To mark the formal ratification of the EU’s General Data Protection Regulation (GDPR) by the European Council in early 2016, Blancco Technology Group has issued its new data privacy study entitled EU GDPR: A Corporate Dilemma. Based on a survey of over 500 global IT professionals across more than 20 types of businesses, this research indicates that organisations lack defined processes, documentation and technology to adequately address the ‘right to be forgotten’ and require “major overhauls” of their data collection and removal programs in order to ensure full GDPR compliance going forward.
Although 46% of global IT professionals state that they’ve received customer requests to remove data in the last 12 months, 41% said they don’t have defined processes, documentation and technology/tools in place for data removal.
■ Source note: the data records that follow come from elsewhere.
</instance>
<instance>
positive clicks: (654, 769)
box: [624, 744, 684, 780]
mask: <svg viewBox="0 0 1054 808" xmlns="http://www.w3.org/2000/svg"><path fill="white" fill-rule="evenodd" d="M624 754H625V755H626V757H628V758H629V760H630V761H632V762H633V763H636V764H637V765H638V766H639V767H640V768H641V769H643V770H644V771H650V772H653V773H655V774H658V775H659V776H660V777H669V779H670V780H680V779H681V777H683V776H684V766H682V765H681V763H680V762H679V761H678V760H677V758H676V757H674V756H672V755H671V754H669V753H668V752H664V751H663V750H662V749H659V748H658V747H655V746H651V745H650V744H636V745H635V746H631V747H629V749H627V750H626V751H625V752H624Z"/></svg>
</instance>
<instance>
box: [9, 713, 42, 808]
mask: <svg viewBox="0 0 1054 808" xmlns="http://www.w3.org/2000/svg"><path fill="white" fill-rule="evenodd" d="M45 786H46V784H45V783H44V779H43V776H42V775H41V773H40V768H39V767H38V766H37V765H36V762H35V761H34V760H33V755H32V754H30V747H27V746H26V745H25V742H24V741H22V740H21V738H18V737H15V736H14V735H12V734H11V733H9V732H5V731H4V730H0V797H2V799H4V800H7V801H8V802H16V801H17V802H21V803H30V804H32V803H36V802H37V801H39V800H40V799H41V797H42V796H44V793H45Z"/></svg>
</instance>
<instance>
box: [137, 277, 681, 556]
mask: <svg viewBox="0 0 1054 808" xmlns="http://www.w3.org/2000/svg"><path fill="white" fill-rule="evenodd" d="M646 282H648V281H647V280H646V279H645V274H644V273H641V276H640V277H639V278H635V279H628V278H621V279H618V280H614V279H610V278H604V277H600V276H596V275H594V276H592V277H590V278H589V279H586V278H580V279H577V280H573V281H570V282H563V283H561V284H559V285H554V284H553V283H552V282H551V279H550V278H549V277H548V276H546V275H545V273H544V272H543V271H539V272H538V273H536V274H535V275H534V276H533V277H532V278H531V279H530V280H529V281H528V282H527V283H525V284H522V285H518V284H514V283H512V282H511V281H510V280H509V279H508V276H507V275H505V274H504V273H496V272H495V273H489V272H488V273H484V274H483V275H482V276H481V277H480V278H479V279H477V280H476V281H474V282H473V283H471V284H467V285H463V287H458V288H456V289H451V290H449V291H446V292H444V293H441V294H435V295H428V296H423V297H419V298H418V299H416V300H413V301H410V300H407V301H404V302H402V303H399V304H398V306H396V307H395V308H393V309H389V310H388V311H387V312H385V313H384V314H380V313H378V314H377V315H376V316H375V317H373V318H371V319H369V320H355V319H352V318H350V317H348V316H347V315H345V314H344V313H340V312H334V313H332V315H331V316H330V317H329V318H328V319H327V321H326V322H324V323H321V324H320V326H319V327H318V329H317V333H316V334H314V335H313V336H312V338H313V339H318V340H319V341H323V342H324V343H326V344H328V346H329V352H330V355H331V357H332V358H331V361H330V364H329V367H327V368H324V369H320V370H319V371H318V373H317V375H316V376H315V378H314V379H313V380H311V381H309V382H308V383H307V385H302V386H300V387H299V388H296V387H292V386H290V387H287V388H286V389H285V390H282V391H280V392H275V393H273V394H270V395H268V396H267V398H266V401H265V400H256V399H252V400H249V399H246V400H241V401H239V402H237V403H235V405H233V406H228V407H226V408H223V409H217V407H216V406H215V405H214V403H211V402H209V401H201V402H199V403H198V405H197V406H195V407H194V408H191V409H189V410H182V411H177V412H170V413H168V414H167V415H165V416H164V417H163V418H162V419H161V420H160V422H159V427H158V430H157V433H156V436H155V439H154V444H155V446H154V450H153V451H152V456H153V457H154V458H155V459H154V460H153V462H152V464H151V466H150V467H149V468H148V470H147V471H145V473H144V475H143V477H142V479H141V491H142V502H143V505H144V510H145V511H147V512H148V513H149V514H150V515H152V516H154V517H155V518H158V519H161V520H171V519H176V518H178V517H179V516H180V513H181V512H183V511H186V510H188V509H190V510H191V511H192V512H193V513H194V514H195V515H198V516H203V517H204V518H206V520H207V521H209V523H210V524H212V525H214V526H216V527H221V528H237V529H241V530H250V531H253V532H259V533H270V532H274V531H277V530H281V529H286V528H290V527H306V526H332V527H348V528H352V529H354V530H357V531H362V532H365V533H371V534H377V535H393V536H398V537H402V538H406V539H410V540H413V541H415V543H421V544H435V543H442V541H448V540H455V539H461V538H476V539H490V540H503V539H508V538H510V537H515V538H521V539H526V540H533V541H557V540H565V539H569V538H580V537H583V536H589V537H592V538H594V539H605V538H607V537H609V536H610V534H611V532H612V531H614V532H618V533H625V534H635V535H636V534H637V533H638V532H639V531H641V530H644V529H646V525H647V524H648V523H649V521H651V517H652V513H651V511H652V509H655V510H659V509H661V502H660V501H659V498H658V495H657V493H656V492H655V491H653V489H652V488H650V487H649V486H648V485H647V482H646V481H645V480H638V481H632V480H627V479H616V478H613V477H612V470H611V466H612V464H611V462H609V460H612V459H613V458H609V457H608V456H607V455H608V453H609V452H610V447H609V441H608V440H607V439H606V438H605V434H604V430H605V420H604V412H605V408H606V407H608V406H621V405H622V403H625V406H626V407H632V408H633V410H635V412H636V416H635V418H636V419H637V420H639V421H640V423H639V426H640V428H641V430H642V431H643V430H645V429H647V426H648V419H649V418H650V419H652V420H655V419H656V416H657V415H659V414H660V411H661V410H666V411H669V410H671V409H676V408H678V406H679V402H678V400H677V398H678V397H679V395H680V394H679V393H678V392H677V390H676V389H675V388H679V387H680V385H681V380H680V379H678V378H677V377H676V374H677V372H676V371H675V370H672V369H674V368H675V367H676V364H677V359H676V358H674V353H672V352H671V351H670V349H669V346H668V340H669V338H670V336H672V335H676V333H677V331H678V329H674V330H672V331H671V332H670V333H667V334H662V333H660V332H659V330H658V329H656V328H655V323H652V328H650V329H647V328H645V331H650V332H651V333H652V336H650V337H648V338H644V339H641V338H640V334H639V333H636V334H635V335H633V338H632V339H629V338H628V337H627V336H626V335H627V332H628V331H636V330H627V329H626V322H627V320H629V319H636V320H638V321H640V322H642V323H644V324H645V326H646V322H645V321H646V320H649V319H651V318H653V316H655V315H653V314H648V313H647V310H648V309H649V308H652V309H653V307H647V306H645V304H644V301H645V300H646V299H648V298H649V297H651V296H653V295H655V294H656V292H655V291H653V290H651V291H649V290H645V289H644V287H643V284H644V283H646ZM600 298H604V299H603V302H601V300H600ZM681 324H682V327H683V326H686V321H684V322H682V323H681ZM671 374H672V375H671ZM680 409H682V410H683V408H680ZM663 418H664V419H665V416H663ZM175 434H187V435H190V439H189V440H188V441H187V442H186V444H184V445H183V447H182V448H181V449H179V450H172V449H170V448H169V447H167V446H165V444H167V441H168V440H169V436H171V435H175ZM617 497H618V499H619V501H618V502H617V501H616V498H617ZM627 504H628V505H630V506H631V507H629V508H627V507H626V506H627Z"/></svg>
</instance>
Aligning IT governance and data protection programs
“Due to the fact that the EU’s GDPR negotiations stretched on for the last four years,” said Pat Clawson, CEO of Blancco Technology Group, “many organisations held out some hope that an agreement would be postponed or, if things went the way they hoped, the negotiating parties would never come to agreement. Now that the GDPR is a reality and the new privacy rules will very soon be ratified by the European Council, many companies have a considerable amount of work ahead of them to align their IT governance and data protection programs with both regulatory and customer demands.”
Key corporate security trends that surface in the Blancco Technology Group study include the following:
*While awareness of the GDPR is high among global IT professionals (at 48%), their level of preparation is much lower. 40% of those questioned admit to being less than fully prepared, with 16% still needing to find the right data removal software, 9% uncertain of how and/or where to start and 15% not even knowing if they’re prepared
*Lack of documentation, processes and tools increases the likelihood of GDPR violations. 60% of the surveyed IT professionals stated that it would take their organisation up to 12 months to implement the necessary IT processes and tools to pass a ‘right to be forgotten’ audit, while 25% don’t know how long it would take
*At 48%, data erasure software tops the list of the most valuable type of technology needed to ensure GDPR compliance, followed by encryption key removal tools (26%) and malware removal tools (10%)
*IT professionals both inside and outside of Europe (65%) are keen to implement data protection laws similar to the framework outlined within the EU’s GDPR
End-to-end data lifecycle management processes
Clawson went on to state: “If organisations want to be ready for GDPR compliance by 2018, they will have to assess their current weaknesses. Once they’ve done so, they’ll then need to develop end-to-end data lifecycle management processes, create transparent procedures and customer communications regarding their data removal methods/tools and, finally, improve their security posturing as a whole to include detection and response and the gathering and sharing of threat intelligence.”
Due to the stringent requirements and penalties imposed by the new law, companies are advised to follow a 12-point Action Plan such that they can fully prepare themselves for GDPR compliance by 2018.
The Blancco Technology Group study involved input from 511 corporate IT professionals in the United States, Canada, Mexico, the UK, Germany, Singapore, Malaysia and Australia to understand their level of awareness, preparation and capacity to comply with the ‘right to be forgotten’ and the GDPR.
The survey was conducted last autumn and targeted IT professionals across a variety of businesses (with up to 10,000 employees). The gathered results represent 20 different business categories.